Tiken : j’ai concrètement démarré en 89. En 87 mon père est décédé, en 88 la famille n’a pas eu les moyens d’acheter mes fournitures scolaires, c’était dur, ils voulaient que je fasse un peu de commerce.
J’avais été renvoyé de l’école, je n’étais pas fort à l’école ; il fallait payer une école privée ou me laisser faire, donc mon grand frère a mis les moyens nécessaires à ma disposition pour que je fasse un peu de commerce, donc j’ai été commerçant pendant un an et je me suis arrangé pour qu’on me laisse tranquille et j’ai commencé à organiser des petits concerts dans la ville où j’étais, c’était en 89.
On a d’abord formé un groupe, on a répété pendant deux ans entre 89 et 91 et en 91 on a fait notre premier concert qui s’est bien passé, ensuite, on en a fait d’autres jusqu’en 93. On a été découvert par un producteur qui nous a fait rentrer en studio donc l’album est sorti et c’est comme ça que c’est parti ;
puis j’ai rencontré un couple français qui m’a fait rentrer en studio en 96 et puis on a sorti le troisième album parce que les deux autres c’était plutôt de l’auto distribution mais c’est en 97 que j’ai vraiment sorti l’album mangercratie ….
Mais il faut que je souligne que les débuts ont été difficiles, avec la famille ça a été une bataille pas possible, enfant d’une famille de musulmans où la musique était vue comme une activité anti-Islam, donc il a fallu me battre, il a fallu traverser les moments difficiles dont je vous épargne les détails mais au niveau de la famille j’étais considéré comme l’échec, le gosse qui avait fait l’échec mais moi j’étais confiant et je continue quoi.

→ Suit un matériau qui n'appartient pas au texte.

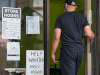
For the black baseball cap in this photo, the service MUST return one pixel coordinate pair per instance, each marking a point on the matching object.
(70, 1)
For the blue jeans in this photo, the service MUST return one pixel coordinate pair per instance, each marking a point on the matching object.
(70, 59)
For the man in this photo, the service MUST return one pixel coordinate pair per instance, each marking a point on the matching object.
(69, 28)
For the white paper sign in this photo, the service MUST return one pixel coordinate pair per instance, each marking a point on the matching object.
(32, 25)
(35, 62)
(11, 23)
(13, 51)
(37, 3)
(41, 12)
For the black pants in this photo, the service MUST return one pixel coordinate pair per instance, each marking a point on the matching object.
(70, 59)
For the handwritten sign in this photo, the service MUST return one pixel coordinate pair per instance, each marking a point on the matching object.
(11, 23)
(13, 51)
(35, 62)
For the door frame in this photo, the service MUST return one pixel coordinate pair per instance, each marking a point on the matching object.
(46, 37)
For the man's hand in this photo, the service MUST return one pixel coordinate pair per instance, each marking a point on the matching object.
(53, 58)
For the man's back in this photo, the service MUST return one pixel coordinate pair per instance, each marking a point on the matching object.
(71, 25)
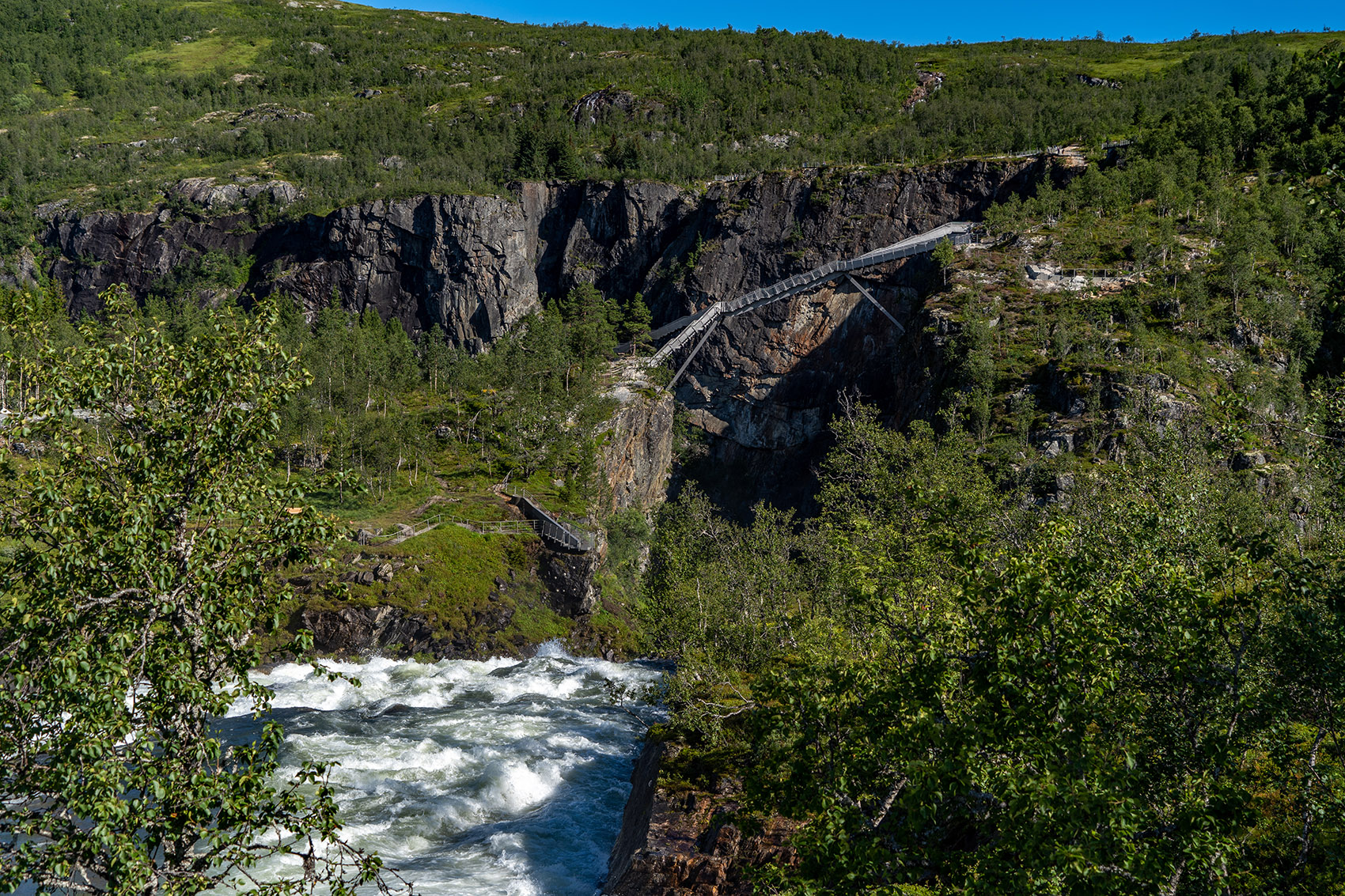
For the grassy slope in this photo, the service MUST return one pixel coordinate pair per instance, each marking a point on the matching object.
(459, 90)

tiken jah fakoly concert afrikabidonRaC : Et maintenant ta maman, comment prend-elle ton avenir ?

Ma maman est très fière, c’est la seule qui m’ait toujours soutenu. Elle était danseuse, vous savez les danseuses africaines qui dansent les seins nus, elle n’était pas surprise que parmi ses enfants il y ait quelqu’un qui s’intéresse à la musique donc du coup elle est la seule qui m’ait soutenu au départ.

Tiken Jah Fakoly "djourou" :

RaC : Même dans le reggae ?

Oui, elle m’a juste dit de ne pas boire d’alcool et de ne pas fumer de ganja, bon j’ai grandi j’ai dépassé les dix-huit ans et je n’ai pas tout respecté mais j’ai fait l’effort de m’éloigner de certains trucs.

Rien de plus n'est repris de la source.